Günlerin kısalmasıyla belirtilerde artış gözlenir. Bu nedenle mevsimsel duygu durum bozukluğu bulunan birçok kişi için en zorlu aylar ocak ve şubattır. Mart ve nisanda günlerin uzamasıyla belirtilerde azalma gözlenir.
Ayrıca D vitamini eksikliğinin de depresyonda rol oynadığı belirtilmiştir. İnsanların D vitamini ihtiyacının yüzde 90ından fazlası güneş ışığı tarafından sağlandığından yetersiz güneş ışığı D vitamini eksikliğine ve güneş ışığının antidepresan etkisinin kısıtlanmasına yol açar.
Gelelim bu durumla nasıl baş edeceğimize. Öncelikle yaşamınızı renklendirin. Kıyafetlerinizde parlak renkleri tercih edin. İçinde bulunduğunuz ortama canlı renkleri olan aksesuarlar ekleyin. Olumlu düşünün, mutlu hissedin. Ruhsal dünyanızı pozitif düşüncelerle besleyin. Okudunuz kitaplar, izlediğiniz filmler sizi olumlu düşünmeye sevk edebilecek nitelikte olsun.
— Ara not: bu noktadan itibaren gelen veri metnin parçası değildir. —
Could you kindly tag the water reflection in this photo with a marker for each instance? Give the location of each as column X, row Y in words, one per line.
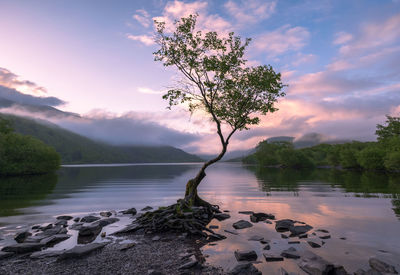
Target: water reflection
column 355, row 183
column 20, row 192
Yakın çevrenizde gerçekleşen olumsuzluklardan biraz uzaklaşmayı deneyin. Güneşi evinize davet edin. Evinizi mutlaka belirli aralıklarla havalandırın. Perdelerinizi açın. Güneş ısıtmasa bile evinize girsin.
Spor yapın, dengeli beslenin. Mümkünse kış ayları boyunca spora devam edin. Spor, fiziksel olduğu kadar ruh sağlığınız için de oldukça faydalı. Bunun yanında, dengeli bir beslenme programı oluşturarak beslenmenize özen gösterin. Sosyal yaşamınıza devam edin. Kış geldiği için kendinizi evinize hapsetmeyin. Arkadaşlarınızla görüşün. Müzelere, resim galerilerine geziler düzenleyin. Tiyatro ve sinemayı ihmal etmeyin. Gönüllülük çalışmalarına katılın. Bir kurumda gönüllü olarak sosyal sorumluluk projelerine katkıda bulunabilirsiniz. Gönüllülük esasıyla gerçekleştirdiğiniz çalışmalar psikolojik iyi olma halinizi doğrudan etkileyecektir.